Mais cela est-il lié au rôle joué par les spectateurs, ou bien à d’autres facteurs ? Pour mesurer cela, il faudrait que de nombreux matchs soient joués sans la présence du public dans le stade, à huis-clos. C’est exactement ce qu’il s’est produit lors de la pandémie de la Covid-19, en 2020. La mise en place des mesures sanitaires a conduit les équipes des championnats européens à disputer une longue série de matchs dans des stades complètement vides.
Résultat : dans les 63 ligues professionnelles passées au crible par le Centre international d’étude du sport (CIES) de Neuchâtel en Suisse, la proportion de victoires des équipes à domicile est passée de 44,3 % sur la période 2015-2020 à 42,2 % après l’explosion de la pandémie.
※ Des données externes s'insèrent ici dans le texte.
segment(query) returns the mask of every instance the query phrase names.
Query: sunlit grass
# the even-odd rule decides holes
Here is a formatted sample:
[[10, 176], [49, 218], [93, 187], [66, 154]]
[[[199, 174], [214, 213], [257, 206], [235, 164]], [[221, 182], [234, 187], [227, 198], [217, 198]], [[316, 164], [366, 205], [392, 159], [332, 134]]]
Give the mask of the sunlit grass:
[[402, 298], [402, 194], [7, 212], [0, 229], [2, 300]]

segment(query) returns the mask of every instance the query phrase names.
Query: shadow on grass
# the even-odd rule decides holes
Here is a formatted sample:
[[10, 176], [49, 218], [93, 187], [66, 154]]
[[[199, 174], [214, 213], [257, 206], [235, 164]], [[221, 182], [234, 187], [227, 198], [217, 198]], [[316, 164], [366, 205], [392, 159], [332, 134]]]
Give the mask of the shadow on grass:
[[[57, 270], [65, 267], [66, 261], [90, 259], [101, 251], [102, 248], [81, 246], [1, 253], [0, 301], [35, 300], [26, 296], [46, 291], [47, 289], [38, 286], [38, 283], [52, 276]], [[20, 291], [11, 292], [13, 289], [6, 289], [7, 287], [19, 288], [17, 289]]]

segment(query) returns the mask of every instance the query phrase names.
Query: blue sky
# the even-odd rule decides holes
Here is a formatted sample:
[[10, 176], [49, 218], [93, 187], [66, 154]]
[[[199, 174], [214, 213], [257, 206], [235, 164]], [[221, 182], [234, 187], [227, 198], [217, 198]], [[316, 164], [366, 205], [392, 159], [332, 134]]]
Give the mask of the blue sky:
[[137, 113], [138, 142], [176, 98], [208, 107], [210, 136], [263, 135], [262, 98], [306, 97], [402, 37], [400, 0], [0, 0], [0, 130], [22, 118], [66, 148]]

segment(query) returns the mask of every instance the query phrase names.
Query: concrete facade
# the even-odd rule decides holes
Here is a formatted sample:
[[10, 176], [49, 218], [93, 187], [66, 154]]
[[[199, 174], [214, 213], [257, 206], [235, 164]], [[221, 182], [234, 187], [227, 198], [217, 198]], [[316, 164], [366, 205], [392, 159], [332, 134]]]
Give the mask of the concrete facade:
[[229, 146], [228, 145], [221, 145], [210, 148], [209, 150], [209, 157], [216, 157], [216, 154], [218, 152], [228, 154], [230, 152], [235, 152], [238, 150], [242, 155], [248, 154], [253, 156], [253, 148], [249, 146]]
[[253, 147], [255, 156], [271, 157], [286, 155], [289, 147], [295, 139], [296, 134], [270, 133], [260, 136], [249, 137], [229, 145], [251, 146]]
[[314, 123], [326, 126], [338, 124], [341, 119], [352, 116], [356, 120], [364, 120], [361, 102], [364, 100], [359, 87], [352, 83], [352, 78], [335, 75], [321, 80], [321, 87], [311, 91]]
Cette très légère baisse montre que l’équipe qui joue à domicile conserve un avantage indéniable, même sans la présence de son public.
Peu d’influence du public
Des chercheurs de l’université de Cologne en Allemagne ont récolté des données sur près de 1000 matchs professionnels disputés dans des stades vides au cours de la crise sanitaire, et ont analysé les données issues des divisions amateurs du football allemand.
Et ils arrivent à la même conclusion. « Les spectateurs ne semblent pas être le principal facteur déterminant de l’avantage du terrain. Les résultats du football amateur, qui se joue naturellement en l’absence de public, fournissent une preuve supplémentaire que l’avantage du terrain est principalement dû à des facteurs qui ne sont pas imputables directement ou indirectement à un nombre important de spectateurs », détaillent les chercheurs dans leur étude.
Néanmoins, ces derniers précisent que lorsqu’il n’y a pas de public dans le stade, les arbitres sanctionnent moins régulièrement l’équipe visiteuse. Selon les chercheurs, il pourrait donc exister un « biais d’arbitrage induit par la foule ». En d’autres termes, en mettant la pression sur l’arbitre, les spectateurs le conduiraient à sanctionner davantage l’équipe adverse. Mais voilà, les résultats obtenus au cours de la pandémie montrent que cet effet sur l’arbitrage est loin d’être suffisant pour expliquer l’avantage conféré par le fait de jouer à domicile.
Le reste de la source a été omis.